M&A What Lever Do I pull

By Tom Zucker,
President

Imagine you have spent years preparing yourself and your business to be ready to transition to your employees or to an outside buyer, and you are now faced with the daunting task of deciding how to orchestrate the sell process. As you enter this new arena, you quickly realize that your inventory logistics, cash flow management and general business acumen have little value in this new game. The game is filled with unfamiliar terms such as earn outs, equity hold backs, normalized EBITDA and many others. You painfully realize that the stakes of this new game are significant to you and your family, and that the sell of your business is probably the biggest economic event of your life.

This familiar scene occurs to almost every business owner after deciding to sell. The primary desire of most business owners is to gain clarity of options, and subsequently have executed a successful transition that provides them the time and monetary freedom that they desire. Clearly an advisor or an advisory team is essential at this stage of your business to achieve the desired outcome.

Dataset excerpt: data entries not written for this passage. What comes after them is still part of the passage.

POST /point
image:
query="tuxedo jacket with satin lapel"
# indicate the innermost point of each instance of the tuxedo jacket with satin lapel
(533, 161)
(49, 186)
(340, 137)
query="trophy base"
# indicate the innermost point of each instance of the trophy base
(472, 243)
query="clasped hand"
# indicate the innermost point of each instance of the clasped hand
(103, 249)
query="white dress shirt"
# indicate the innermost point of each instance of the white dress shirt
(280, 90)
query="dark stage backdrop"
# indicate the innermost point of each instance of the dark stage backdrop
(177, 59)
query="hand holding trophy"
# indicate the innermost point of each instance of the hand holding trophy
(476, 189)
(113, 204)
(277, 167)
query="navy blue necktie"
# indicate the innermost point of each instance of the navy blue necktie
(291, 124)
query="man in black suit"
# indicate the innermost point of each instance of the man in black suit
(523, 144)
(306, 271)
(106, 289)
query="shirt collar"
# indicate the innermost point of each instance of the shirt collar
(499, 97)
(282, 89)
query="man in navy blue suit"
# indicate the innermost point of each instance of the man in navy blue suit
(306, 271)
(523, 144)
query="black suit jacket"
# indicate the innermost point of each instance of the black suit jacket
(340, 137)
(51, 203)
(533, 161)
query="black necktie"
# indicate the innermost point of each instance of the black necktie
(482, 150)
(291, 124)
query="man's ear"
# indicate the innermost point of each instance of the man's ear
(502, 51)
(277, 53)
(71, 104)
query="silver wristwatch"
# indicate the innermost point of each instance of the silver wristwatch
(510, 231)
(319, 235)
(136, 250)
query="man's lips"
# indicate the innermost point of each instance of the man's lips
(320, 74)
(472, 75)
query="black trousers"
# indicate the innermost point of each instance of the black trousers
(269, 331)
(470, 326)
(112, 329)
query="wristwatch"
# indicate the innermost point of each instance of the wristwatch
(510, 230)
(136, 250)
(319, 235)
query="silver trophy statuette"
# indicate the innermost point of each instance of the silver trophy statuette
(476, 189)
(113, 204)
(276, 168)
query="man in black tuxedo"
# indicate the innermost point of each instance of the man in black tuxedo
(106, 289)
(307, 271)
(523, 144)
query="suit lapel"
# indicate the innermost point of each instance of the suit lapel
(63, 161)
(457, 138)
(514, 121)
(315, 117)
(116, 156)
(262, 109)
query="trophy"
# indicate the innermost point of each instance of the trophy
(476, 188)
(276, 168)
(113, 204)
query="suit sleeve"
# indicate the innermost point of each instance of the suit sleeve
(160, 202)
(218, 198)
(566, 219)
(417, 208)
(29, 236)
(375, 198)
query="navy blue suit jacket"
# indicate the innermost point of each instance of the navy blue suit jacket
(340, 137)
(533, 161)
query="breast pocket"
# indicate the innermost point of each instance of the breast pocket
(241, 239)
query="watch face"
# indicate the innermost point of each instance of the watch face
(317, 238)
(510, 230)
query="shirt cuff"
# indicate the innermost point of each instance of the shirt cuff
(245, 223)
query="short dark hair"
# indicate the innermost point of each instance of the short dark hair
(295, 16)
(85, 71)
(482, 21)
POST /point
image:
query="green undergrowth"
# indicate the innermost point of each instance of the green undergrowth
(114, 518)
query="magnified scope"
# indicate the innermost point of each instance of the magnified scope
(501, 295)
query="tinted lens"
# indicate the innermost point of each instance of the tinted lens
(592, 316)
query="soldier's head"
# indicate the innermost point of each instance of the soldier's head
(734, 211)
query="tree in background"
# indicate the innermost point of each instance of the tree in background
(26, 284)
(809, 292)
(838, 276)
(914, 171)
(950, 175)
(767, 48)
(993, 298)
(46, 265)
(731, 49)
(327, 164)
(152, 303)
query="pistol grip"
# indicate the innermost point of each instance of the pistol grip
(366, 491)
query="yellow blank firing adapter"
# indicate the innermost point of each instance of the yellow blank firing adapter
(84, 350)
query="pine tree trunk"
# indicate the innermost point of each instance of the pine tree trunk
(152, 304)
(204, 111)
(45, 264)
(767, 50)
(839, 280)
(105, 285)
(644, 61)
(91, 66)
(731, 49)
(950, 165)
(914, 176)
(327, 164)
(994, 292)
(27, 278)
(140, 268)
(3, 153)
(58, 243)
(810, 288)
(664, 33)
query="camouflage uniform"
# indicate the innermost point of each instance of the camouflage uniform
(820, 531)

It is critical that business owners surround themselves with advisors that will clarify rather than complicate these options. The selling process in its entirety is very complex, but if broken down into smaller steps, the steps are actually logical and understandable.

A good example of this simplification is the decisions or “levers” needed to determine how you will get paid the purchase price. Purchase price can come in a variety of forms including cash, other company stock, notes, earn outs and many others. Almost everyone will agree that cash at closing is the most desired outcome. Unfortunately due to future company cash flows, bank financing or buyer’s equity limitations the ability to pay for the purchase price in cash is not always possible. Many investment bankers advise owners to be open minded to a variety of structures and options to determine if a higher purchase price adequately offsets the level of risk within the proposed structure. Often these “levers” move in opposite directions.

The following is a brief summary of the most common “levers” involved in the structuring of deals and transaction:

Earn-Outs

An earn out is designed to satisfy the seller’s desire to receive full value for future anticipated economic performance tomorrow. A buyer will often propose this structure when a customer concentration exists or future growth in a new or current customer is believed to be likely by the seller. A recent buyer summarized his perspective of an earn out as “I would be happy to pay the seller his desired price as long as the revenue and cash flows occur”. The biggest risk to a seller is that the new buyer may not properly run and maintain the business. The more uncertain an owner is about the new buyers ability to perform, the higher on the income statement the earn out will be based (i.e. revenue or gross margin). Earn outs are typically based on revenue or margin numbers, but any variety of metrics, financial or non-financial, can be set as “hurdles” for the payment of an earn out. Earn out payments typically range from two to five years based on the value that needs to be earned in an earn out structure.

Seller Notes

A seller note is another common deal structure that enables a higher price to be paid by the buyer. Most buyers try to minimize the equity invested in a business purchase to achieve higher rates of return on investment, save capital for additional purchases, or because of capital resource constraints. In 2002, many deals were completed that required seller notes due to the tight bank lending environment. While the assets and the cash flows of the business warranted higher purchase prices, the lack of debt financing and equity return expectations caused a value gap between sellers and buyers. Collateral is often available to secure the seller note, but typically in a subordinated position to the new senior bank.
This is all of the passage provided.